As a writer, I wanted, and needed, to turn my experience, thoughts, and emotions into something tangible for other people. Those weeks, and even months, of me being in a depressive state opened me up to have a deeper connection because I couldn’t hide from how I felt. Since then, I’ve been turning the sadness into something to champion, so others can learn and feel less alone.
Becoming More Empathetic
I hid behind a smile more often than I wore my sadness. It’s a common trait amongst those who suffer from depression. Because of this, I now know the importance of checking in with others, making sure to listen beyond the words, and give them space to talk. Sometimes, people need to know that someone is listening to them.

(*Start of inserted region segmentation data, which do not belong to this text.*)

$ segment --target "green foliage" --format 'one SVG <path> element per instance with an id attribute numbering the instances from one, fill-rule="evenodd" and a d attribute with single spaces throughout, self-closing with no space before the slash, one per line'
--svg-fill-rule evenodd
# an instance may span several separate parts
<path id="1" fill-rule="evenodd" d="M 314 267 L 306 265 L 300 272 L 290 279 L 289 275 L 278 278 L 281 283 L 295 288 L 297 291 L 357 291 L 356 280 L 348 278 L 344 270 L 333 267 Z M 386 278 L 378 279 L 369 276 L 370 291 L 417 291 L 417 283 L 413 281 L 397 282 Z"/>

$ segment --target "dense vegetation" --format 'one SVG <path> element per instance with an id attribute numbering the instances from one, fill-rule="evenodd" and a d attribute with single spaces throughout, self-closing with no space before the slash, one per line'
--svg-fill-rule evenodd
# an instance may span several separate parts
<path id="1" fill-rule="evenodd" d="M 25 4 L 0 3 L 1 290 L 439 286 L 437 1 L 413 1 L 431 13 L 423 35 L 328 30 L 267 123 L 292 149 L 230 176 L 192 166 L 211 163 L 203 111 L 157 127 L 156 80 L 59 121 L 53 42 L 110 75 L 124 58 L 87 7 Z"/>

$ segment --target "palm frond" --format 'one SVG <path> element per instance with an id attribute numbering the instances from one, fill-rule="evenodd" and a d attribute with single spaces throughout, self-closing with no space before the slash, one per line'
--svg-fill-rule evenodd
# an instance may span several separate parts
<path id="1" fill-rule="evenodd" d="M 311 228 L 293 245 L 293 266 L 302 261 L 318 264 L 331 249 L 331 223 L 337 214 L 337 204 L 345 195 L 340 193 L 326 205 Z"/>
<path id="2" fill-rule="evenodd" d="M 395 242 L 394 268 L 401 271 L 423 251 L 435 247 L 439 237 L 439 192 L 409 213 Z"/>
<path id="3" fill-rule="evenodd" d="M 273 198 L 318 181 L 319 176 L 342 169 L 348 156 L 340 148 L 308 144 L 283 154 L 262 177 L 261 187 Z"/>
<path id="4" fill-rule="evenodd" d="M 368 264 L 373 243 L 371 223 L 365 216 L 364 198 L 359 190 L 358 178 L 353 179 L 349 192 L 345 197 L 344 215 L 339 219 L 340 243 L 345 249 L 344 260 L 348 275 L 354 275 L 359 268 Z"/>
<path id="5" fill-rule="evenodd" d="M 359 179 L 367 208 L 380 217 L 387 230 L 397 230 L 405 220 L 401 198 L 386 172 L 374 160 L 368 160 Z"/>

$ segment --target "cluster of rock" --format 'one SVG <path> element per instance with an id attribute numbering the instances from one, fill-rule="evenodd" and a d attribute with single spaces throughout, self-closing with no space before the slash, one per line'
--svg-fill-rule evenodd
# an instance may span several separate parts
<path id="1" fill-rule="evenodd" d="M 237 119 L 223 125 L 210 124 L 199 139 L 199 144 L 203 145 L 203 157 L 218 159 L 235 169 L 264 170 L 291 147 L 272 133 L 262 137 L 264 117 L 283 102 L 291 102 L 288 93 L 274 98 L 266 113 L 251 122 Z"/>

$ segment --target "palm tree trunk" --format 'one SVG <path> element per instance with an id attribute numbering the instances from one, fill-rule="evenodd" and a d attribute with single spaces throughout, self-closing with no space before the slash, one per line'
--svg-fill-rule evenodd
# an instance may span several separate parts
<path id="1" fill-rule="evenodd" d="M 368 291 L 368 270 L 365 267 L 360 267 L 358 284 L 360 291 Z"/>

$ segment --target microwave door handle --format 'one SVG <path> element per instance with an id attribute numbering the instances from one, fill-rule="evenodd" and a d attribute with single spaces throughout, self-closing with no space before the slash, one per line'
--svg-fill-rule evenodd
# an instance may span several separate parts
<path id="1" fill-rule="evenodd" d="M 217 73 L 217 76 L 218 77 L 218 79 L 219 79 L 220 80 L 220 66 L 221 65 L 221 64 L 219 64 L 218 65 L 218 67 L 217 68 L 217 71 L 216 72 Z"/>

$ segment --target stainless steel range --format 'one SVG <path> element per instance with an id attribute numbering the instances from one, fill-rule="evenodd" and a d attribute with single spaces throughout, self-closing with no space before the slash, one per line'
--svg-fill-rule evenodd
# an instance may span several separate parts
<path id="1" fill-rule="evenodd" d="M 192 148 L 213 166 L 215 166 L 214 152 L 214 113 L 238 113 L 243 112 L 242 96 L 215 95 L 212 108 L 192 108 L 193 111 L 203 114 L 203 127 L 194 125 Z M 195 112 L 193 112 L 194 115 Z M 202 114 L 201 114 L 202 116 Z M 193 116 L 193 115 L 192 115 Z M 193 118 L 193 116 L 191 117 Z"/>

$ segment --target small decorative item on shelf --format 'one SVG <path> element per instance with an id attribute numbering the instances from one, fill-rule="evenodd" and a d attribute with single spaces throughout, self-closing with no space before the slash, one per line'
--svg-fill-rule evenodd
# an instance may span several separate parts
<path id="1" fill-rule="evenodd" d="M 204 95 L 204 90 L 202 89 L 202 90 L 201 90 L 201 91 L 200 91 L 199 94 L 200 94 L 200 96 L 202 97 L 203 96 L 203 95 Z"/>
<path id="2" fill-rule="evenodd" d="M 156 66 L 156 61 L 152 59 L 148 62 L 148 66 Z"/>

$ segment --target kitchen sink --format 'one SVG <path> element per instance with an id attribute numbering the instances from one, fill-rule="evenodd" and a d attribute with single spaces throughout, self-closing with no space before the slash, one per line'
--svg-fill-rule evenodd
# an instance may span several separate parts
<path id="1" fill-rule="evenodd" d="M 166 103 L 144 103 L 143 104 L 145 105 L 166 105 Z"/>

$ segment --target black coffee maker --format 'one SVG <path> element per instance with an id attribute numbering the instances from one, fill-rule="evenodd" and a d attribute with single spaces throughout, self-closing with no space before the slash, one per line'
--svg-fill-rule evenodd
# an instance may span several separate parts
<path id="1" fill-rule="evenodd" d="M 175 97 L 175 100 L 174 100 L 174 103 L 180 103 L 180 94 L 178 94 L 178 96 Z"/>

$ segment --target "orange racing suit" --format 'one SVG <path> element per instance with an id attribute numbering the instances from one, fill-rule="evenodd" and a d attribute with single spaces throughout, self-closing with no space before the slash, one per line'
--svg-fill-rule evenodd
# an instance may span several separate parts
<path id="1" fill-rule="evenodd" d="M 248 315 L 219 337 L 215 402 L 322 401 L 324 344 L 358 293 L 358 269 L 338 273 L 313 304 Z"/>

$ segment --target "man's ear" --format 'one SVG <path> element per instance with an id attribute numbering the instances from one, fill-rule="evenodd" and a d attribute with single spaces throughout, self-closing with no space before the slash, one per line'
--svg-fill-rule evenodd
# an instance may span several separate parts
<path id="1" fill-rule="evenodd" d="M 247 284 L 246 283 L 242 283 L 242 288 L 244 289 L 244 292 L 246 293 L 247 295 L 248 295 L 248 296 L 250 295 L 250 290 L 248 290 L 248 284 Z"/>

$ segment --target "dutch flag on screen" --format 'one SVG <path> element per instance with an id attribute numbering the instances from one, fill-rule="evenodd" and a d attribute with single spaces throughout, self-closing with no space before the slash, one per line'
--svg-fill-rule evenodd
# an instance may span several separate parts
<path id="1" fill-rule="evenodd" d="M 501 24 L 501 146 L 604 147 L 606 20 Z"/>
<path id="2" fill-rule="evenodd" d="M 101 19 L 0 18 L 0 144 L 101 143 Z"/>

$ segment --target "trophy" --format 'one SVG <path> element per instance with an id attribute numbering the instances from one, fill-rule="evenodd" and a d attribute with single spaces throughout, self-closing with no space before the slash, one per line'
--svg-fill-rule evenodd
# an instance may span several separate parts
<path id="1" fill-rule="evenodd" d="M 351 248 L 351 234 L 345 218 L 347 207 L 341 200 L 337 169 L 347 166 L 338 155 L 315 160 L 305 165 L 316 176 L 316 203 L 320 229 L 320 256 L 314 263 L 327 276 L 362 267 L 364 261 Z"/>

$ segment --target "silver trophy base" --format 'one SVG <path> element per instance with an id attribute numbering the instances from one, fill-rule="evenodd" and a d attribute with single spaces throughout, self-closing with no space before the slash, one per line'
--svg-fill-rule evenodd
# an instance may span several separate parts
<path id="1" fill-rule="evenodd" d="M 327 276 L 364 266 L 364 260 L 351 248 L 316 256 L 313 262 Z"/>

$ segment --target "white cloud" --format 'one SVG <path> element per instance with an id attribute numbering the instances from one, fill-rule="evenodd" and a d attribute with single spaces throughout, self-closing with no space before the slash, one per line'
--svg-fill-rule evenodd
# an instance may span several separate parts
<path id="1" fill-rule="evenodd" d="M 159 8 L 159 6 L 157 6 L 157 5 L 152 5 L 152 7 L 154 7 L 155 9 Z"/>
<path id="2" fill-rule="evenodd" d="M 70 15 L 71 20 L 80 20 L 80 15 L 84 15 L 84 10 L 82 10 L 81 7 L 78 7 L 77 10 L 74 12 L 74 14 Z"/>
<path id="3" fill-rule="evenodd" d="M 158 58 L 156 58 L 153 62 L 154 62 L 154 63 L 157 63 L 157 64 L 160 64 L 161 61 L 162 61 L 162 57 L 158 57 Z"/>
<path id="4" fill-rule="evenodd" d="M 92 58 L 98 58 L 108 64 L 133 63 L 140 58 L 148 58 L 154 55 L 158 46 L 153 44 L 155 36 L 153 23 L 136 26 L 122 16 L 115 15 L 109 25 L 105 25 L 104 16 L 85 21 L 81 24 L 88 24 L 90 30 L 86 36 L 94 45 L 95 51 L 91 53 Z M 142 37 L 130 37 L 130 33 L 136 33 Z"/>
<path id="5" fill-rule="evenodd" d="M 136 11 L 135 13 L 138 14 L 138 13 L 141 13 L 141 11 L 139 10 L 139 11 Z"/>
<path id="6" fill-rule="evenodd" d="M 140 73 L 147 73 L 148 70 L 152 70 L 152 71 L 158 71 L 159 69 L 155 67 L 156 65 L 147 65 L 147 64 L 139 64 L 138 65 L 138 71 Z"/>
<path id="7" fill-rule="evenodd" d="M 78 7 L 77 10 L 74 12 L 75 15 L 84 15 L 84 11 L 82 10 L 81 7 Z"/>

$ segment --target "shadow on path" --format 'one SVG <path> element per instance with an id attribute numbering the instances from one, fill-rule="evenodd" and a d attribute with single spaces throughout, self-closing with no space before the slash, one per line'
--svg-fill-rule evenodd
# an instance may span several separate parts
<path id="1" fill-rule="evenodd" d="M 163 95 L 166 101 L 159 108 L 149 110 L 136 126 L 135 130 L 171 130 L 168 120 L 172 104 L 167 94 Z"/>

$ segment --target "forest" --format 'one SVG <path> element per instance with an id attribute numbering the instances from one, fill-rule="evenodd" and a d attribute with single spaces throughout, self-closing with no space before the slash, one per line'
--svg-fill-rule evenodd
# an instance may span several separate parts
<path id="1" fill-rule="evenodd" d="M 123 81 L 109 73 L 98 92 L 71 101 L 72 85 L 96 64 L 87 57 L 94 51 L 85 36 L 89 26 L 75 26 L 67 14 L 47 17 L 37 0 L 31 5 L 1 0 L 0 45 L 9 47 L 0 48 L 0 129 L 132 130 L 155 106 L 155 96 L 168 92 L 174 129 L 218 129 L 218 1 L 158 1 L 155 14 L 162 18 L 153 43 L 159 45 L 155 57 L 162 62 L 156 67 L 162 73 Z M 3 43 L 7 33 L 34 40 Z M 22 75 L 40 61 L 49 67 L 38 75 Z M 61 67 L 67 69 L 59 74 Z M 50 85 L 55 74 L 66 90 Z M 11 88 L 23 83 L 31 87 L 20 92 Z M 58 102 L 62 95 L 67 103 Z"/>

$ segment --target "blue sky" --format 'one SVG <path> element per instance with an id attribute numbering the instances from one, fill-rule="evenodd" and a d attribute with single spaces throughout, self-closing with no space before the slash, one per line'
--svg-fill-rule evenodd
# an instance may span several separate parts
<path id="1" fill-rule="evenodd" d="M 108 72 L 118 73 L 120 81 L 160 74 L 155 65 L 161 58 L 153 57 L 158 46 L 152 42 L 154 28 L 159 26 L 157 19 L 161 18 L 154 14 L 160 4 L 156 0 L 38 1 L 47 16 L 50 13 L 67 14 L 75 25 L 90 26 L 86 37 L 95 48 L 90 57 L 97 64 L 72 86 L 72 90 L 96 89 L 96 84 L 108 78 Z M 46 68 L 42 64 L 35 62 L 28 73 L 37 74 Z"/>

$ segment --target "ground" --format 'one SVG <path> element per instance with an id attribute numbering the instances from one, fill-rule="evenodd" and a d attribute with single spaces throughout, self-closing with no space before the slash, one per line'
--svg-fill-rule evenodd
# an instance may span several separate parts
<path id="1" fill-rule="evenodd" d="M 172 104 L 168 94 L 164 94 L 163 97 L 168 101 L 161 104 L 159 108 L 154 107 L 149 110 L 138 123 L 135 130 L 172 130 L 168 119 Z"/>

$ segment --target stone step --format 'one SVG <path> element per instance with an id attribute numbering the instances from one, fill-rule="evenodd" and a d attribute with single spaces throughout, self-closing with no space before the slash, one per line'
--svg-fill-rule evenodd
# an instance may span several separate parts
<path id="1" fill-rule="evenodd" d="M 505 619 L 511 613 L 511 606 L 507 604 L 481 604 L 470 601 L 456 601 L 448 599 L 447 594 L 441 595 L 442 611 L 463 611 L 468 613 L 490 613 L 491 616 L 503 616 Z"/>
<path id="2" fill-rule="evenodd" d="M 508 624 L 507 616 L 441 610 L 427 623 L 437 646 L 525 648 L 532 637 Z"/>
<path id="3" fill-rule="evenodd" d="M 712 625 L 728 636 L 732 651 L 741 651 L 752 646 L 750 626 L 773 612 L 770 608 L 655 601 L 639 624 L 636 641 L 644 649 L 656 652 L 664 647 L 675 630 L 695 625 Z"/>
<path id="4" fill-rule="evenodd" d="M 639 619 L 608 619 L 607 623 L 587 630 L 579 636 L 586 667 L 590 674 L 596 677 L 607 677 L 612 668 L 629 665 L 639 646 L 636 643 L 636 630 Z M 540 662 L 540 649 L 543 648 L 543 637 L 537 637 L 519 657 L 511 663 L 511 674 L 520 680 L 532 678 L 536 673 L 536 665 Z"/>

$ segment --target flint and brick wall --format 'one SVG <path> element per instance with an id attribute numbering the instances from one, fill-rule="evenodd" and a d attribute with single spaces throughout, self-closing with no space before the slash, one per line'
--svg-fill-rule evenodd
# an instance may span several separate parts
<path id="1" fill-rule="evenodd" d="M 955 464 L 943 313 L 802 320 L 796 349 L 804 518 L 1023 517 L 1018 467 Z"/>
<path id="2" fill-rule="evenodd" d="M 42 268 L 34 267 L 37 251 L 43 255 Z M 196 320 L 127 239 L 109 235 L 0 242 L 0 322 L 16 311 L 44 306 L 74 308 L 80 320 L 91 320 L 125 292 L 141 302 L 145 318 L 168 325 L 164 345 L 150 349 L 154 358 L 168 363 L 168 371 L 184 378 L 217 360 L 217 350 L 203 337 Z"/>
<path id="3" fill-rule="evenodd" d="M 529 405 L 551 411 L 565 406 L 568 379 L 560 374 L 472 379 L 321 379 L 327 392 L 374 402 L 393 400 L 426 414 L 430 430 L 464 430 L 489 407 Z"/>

Since my depression, I’ve found I can listen better and read people easier. A smile isn’t always a smile; someone saying they’re fine doesn’t mean they are. These are small things, but they make a huge difference, take a colleague or friend aside and ask if they’re okay. From my experiences, I know how much it would have meant if someone asked me when I’d been so close to crumbling.
A Sharper Mind
At the time, I didn’t realize how sharp my mind had become when I was depressed, how much I noticed things all around me. Being alone and often in deep thought, provided me with the tools to see things from multiple perspectives.
Without this deeper level of thinking, I don’t think I’d be able to keep my cool as often as I do. I may turn quiet, but the space I carved for myself in my mind—the one I retreat to—has become a haven of profound thinking and allows me to be more attentive.
Motivation & Appreciation
I found myself appreciating the little things at the end of my depressive state.
When we are sad, it’s an alarm telling us something is wrong, forcing us to discover the root cause. When we’re happy, we don’t notice that we are, usually taking it for granted.
Knowing I’ve faced something which has tested me has given me the tools to keep my calm, and appreciate things. I am more forgiving of people and even able to relate more to others. I also understand that how you act and present yourself plays a huge part in affecting those around you. Being positive, and being appreciative, has motivated and inspired those around me to be more positive. We can’t enjoy the brighter days if there weren’t any cloudy ones to compare it to.
I’m not sure if it was all the time lying in bed feeling low or all the tears, but I found a deeper love for myself. This person who had gone through so much faced such a challenge yet found a reason to smile.
I believed in myself in a way I had never done. Understandably, I wouldn’t say I like small things off days, but I turn that into a way to appreciate something small about myself. This has allowed my confidence to grow, to even go for things the ‘old-me’ may not have ever even glanced at.
Without having faced depression, I don’t think I’d be as strong as I am now. I wouldn’t be as confident and as caring. I also know I wouldn’t have shot for the stars as I have done recently, including having the strength to write this article.